As we have seen, subsequent events seemed to confirm Handel’s deep-seated optimism in regard to Italian opera. Having succeeded in gaining access to the Theatre Royal in Covent Garden and having organized a company, he produced Ariodante and Alcina, two great and successful operas. Yet even so he had to round out the repertory with the reworked Acis, Esther, Deborah, and Athalia, which, with the organ concertos played between the acts, were popular and virtually bailed him out. This return to oratorio in 1735 was not due to a recognition of the feasibility and viability of the oratorio but solely to the circumstances. Opera was in bad straits and something had to be done to retrieve his fortunes. Either he had no Italian singers, or those he had could not measure up to the competition’s galaxy of stars; the only solution was the employment of English singers (and the ever-faithful Strada) in English works. Also, it is not inconceivable that with his sober business sense he realized the savings unstaged works would effect in this difficult situation. There were no artistic or esthetic reasons for the change. It is most interesting to observe that while Handel instantly reacted to piracy, he paid no attention to rival oratorios. When his erstwhile friend Greene produced a Jephthah, and Defesch a Judith, they remained ignored, but the minute the challenge came from opera, from the Italians, he was full of fight—and creative fervor.
In January 1736, Handel suddenly decided upon a new English work.
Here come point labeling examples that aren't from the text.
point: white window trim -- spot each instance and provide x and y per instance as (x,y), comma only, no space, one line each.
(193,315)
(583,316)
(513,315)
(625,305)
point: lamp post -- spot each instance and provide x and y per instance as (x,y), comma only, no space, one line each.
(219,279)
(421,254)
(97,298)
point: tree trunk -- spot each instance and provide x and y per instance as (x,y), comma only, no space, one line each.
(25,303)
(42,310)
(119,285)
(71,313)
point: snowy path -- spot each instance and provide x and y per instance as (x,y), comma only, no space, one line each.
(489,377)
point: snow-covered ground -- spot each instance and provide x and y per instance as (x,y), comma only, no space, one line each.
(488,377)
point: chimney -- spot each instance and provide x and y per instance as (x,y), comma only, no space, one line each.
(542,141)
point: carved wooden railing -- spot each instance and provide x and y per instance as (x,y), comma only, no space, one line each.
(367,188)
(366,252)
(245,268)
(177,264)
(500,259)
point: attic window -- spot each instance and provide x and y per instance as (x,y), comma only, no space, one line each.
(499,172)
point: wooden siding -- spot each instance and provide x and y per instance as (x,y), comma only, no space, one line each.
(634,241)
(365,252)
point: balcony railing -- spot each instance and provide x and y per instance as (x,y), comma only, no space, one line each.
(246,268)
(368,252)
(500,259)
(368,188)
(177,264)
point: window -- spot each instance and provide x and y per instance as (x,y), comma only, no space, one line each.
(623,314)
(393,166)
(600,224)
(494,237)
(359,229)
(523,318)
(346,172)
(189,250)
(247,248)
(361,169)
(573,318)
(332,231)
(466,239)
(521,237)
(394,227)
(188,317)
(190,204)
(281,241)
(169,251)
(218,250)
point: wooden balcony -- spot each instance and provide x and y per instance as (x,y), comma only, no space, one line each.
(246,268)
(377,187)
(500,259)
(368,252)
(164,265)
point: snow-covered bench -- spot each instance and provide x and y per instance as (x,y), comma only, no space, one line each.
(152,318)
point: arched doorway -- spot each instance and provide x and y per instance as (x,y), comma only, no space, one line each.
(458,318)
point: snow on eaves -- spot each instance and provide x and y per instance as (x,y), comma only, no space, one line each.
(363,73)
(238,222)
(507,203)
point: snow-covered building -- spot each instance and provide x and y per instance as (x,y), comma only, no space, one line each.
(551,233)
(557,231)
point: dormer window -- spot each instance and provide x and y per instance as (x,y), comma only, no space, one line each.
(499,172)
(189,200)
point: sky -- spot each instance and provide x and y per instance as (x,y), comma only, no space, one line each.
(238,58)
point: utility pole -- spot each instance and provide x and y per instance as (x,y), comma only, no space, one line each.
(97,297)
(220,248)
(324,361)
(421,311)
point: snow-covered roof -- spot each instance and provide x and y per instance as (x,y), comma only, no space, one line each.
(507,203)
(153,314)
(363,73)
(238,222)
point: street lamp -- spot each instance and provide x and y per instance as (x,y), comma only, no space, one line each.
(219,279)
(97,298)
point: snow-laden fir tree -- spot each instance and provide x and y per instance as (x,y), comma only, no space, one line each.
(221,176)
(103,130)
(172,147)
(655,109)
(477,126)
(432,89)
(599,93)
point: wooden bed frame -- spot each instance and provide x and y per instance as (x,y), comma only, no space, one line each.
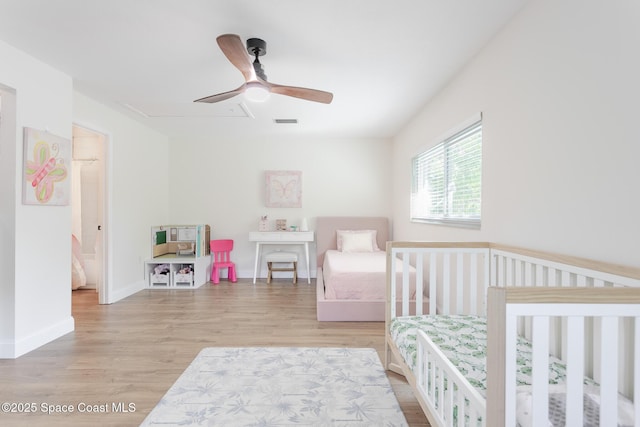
(346,310)
(586,313)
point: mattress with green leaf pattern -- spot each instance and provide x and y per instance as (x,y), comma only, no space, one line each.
(463,339)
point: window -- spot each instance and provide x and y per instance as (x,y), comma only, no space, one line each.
(446,179)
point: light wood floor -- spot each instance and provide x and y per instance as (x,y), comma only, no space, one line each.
(133,351)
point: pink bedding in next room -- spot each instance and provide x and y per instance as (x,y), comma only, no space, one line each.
(356,275)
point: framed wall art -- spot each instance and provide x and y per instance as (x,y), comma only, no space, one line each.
(46,178)
(283,189)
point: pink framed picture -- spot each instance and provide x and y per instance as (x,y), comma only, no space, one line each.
(283,189)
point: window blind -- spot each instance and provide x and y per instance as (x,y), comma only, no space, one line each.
(447,180)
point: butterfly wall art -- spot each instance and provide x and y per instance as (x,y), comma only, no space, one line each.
(46,179)
(283,189)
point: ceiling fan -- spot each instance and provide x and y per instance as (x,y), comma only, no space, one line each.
(255,78)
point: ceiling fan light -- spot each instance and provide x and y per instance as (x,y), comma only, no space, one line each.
(256,92)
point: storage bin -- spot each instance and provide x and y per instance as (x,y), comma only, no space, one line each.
(183,279)
(156,280)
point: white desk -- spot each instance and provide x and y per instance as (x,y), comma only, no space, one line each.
(281,238)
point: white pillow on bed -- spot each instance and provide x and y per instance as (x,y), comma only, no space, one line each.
(357,240)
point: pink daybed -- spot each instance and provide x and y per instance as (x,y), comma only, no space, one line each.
(351,281)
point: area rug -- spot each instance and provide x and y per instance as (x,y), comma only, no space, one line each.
(277,386)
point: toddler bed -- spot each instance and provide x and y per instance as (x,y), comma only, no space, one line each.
(567,322)
(351,261)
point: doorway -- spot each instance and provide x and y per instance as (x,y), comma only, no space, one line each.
(88,209)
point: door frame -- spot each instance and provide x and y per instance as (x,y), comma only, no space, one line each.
(104,286)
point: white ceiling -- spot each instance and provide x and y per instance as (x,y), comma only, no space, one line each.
(381,59)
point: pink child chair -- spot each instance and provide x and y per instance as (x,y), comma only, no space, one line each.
(220,252)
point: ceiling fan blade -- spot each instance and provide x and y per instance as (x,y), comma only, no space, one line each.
(301,92)
(222,96)
(233,48)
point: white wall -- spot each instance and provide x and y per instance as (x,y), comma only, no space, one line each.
(559,91)
(221,183)
(36,272)
(137,159)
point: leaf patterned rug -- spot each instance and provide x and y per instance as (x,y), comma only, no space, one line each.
(280,386)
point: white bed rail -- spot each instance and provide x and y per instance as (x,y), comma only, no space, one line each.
(454,276)
(444,390)
(457,277)
(577,305)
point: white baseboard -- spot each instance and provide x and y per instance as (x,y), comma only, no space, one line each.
(119,294)
(13,350)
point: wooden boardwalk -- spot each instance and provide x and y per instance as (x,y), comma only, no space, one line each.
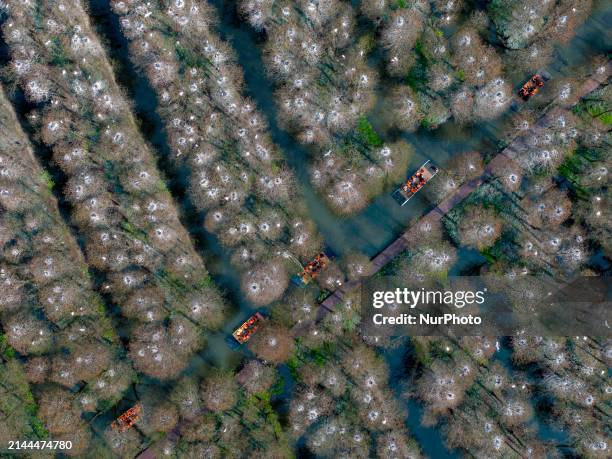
(505,156)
By February 19 it was not only finished but performed in Covent Garden to considerable applause—and the money started to flow into Handel’s rather depleted coffers. With Alexander’s Feast we are back in the situation we found in Italy in Handel’s youth, where the dividing line between serenata, cantata, and oratorio was a very tenuous one. Alexander’s Feast might be termed a large cantata, but since we are in England its proper name is an ode. That it is called an “Ode to St. Cecilia” is a little more far-fetched. The dramatis personae-Alexander, Timotheus, Thais, and the chorus of Greek warriors—have little to do with the Christian saint, who at the end of the ode is virtually dragged into the story. But the ode offered good poetry, the arranger, Newburgh Hamilton, obsequiously respectful of Dryden, did not hurt the original, only arranging it for recitatives, arias, and choruses, and Handel found many opportunities for the genre pictures he always loved.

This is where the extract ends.